Just like a real stream, a stream abstracts the input or output into a sequence of bytes of arbitrary length that has one direction. When we put data in the stream, it automatically flows to its destination, and we can put new data in; When you pull data from the stream, it pushes the new data to the front for the next retrieval.
Streams are usually implemented with buffers, files are like a stream, and buffers are like a small stream as far as we can see. When reading a file, the stream loads one piece of data from the file into the buffer at a time. We access the buffer. When we reach the end of the buffer, the next piece of data is automatically loaded into the buffer. When writing to a file, we first operate on the buffer. When certain conditions are met (for example, the buffer is full), the contents of the buffer are automatically flushed to the file. The buffer can be reused, and the contents of the file are written after the last one.
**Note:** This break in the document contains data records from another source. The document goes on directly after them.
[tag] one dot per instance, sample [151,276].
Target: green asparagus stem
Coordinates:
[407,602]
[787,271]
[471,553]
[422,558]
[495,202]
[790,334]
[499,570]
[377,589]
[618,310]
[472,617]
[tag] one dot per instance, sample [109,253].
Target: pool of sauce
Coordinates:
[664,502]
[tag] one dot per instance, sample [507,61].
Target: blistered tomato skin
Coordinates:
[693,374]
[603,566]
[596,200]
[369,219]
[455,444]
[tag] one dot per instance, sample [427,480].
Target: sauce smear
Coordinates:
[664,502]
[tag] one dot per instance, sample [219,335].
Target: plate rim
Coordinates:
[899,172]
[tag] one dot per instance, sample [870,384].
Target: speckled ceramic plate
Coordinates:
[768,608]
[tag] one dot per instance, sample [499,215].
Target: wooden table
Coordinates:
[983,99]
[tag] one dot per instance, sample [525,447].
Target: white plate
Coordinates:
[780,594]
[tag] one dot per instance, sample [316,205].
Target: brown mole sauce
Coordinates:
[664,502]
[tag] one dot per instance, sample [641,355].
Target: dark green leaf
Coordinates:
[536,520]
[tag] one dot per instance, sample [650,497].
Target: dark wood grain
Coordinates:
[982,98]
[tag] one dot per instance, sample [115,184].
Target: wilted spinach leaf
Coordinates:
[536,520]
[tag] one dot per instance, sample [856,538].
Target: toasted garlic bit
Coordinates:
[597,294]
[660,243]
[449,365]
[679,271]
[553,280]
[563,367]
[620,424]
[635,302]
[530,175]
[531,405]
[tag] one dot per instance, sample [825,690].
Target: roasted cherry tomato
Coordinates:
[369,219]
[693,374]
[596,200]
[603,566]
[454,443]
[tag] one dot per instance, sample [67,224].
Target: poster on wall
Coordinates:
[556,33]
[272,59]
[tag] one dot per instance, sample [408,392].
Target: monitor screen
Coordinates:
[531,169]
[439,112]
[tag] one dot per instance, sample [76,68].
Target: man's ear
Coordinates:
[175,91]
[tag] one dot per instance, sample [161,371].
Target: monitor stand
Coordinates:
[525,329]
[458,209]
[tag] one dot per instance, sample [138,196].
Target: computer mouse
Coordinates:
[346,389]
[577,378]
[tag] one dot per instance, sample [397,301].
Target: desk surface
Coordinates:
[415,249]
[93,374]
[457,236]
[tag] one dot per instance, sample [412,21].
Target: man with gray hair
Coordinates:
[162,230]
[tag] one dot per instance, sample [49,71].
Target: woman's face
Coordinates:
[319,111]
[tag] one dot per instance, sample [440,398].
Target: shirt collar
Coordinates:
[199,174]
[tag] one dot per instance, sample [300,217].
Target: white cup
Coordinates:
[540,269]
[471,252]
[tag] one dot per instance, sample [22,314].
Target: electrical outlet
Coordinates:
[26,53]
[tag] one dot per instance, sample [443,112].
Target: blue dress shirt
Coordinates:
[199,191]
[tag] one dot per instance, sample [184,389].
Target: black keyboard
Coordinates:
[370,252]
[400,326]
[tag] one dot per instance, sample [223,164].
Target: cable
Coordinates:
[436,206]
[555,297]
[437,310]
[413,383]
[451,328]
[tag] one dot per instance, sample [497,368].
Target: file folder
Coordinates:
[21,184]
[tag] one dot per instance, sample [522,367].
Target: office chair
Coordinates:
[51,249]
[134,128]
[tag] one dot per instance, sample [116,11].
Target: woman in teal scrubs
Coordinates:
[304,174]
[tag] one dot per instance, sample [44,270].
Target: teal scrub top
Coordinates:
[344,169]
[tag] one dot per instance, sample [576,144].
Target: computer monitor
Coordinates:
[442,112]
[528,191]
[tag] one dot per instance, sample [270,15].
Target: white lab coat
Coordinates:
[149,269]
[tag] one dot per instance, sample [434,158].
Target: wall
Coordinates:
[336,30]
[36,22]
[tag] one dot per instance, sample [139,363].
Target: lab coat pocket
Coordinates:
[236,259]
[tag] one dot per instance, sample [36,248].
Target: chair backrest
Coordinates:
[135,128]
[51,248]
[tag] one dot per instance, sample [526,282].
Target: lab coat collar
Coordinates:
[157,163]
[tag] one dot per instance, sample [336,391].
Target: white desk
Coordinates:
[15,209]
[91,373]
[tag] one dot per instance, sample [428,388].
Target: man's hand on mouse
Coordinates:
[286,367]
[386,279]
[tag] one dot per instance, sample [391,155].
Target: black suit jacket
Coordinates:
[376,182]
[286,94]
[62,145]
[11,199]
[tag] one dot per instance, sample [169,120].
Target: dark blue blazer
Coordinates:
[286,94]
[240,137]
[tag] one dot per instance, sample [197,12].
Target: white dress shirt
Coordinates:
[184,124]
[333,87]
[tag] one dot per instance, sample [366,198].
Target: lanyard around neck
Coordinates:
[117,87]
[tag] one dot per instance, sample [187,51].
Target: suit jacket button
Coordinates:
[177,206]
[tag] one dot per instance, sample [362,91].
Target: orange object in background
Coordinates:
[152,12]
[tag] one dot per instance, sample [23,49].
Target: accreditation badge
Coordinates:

Streams typically include associated files, stream types, buffers, file location indicators, stream state, and so on, in the form of a structure pointer, depending on the compiler.
File location indicator
For streams that support location requests (such as streams associated with normal files), include a file location indicator. It represents the position of the current operation in the overall flow. A stream abstracts data into a sequence of bytes, and the file location indicator is the offset from the beginning of the file. All inputs and outputs are taken at the location indicated by the file location indicator, and the file location indicator is automatically updated when the operation is complete.
Text streams versus binary streams
First of all, all data in a computer is binary. Text is nothing more than a binary string encoded in a particular way.
Corresponding to text and binary streams are text files and binary files. C standard differentiates the two and has different performance on different operating system platforms.
For Unix/Linux and macOS operating systems after OS X, text streams are identical to binary streams.
For DOS and Windows, as well as earlier macOS operating systems, text streaming had some additional operations.
On DOS or Windows operating systems, the word \r\n represents a newline, while the C language inherits Unix using \n. In consideration of the portability of text processors, \r\n is automatically converted to \n when read on DOS or Windows operating systems. When \n is written, it is automatically converted to \r\n.
Early macOS operating systems used \r as a newline character, and there was a conversion between \r and \n when processing text streams.
In addition, text streams are no different from binary streams, and the various I/O functions are common.
The buffer
Buffering techniques are important when there is a gap in I/O speeds between two devices or processes. Without buffering, fast processes must wait for slow processes to complete I/O; With buffering in place, fast processes can put data into buffers before performing other tasks. At the same time, buffering avoids frequent I/O calls, making the overall speed faster.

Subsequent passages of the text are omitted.